Unser letzter Tag in Ruanda. Etwas außerhalb von Kigali liegen Gedenkstätten des Genozids. Ntarama ist ein Weiler abseits der Straße Richtung Süden, eine Kirche aus Backstein, in deren Flanke ein großes Loch klafft. 4000 Menschen haben hier Zuflucht gesucht, wurden verraten und von Hutu-Milizen abgeschlachtet. Heute sind die Schädel und Gebeine in der Kirche aufgebahrt. Die Kleider, Pässe und Rosenkränze der Toten sind eine schaurige Erinnerung an das Unvorstellbare, das hier geschah.

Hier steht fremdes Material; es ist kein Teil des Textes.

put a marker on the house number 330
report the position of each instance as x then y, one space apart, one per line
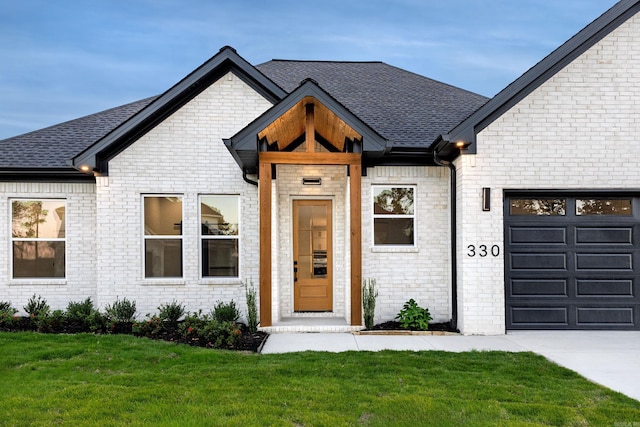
483 250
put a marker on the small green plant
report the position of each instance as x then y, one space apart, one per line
36 306
369 295
53 322
151 327
121 311
252 309
6 307
78 315
171 312
8 320
225 312
414 317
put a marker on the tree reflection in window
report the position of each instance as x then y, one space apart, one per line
393 201
393 216
621 207
538 207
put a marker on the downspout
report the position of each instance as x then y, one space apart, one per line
244 176
454 230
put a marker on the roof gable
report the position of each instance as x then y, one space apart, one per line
407 109
466 131
95 158
45 153
244 146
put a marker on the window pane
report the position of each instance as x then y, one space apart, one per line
163 258
38 219
219 257
393 201
538 206
393 231
603 207
38 259
162 216
219 215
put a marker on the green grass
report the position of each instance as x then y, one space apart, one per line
122 380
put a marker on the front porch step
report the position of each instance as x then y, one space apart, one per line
313 324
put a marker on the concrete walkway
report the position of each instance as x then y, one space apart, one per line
609 358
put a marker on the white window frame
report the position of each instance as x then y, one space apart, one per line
202 237
374 191
146 237
37 239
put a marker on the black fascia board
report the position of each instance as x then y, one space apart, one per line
44 175
247 138
98 155
520 88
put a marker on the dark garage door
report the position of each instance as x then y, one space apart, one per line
572 262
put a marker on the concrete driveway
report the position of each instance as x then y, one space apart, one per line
609 358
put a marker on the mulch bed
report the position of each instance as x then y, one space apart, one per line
395 326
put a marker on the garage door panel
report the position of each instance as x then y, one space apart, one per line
591 316
604 288
604 236
538 261
573 270
593 261
538 288
537 316
538 235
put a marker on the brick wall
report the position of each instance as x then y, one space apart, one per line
80 281
185 156
423 272
579 130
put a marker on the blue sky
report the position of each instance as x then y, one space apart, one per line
64 59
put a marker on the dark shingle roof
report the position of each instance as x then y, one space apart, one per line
407 109
53 146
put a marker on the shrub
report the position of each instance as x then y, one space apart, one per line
36 306
225 312
53 322
8 321
6 307
121 311
171 312
252 309
79 315
414 317
151 327
204 330
369 295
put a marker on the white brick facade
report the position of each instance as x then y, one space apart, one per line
184 156
424 271
80 254
579 130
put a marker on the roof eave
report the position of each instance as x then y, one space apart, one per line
44 175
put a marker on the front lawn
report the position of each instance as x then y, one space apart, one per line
122 380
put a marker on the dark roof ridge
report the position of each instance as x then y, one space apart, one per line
328 61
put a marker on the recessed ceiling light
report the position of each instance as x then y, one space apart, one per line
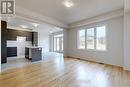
24 26
68 3
35 24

Schweigend fahren wir zurück nach Kigali. Es ist erstaunlich wie die Menschen das Trauma des Genozids hier verarbeitet haben, wie positiv man in die Zukunft blickt. Die Kraft zum Vergeben, Täter wieder in die Gemeinschaft aufzunehmen, ist ein Vorbild für den Rest der Welt.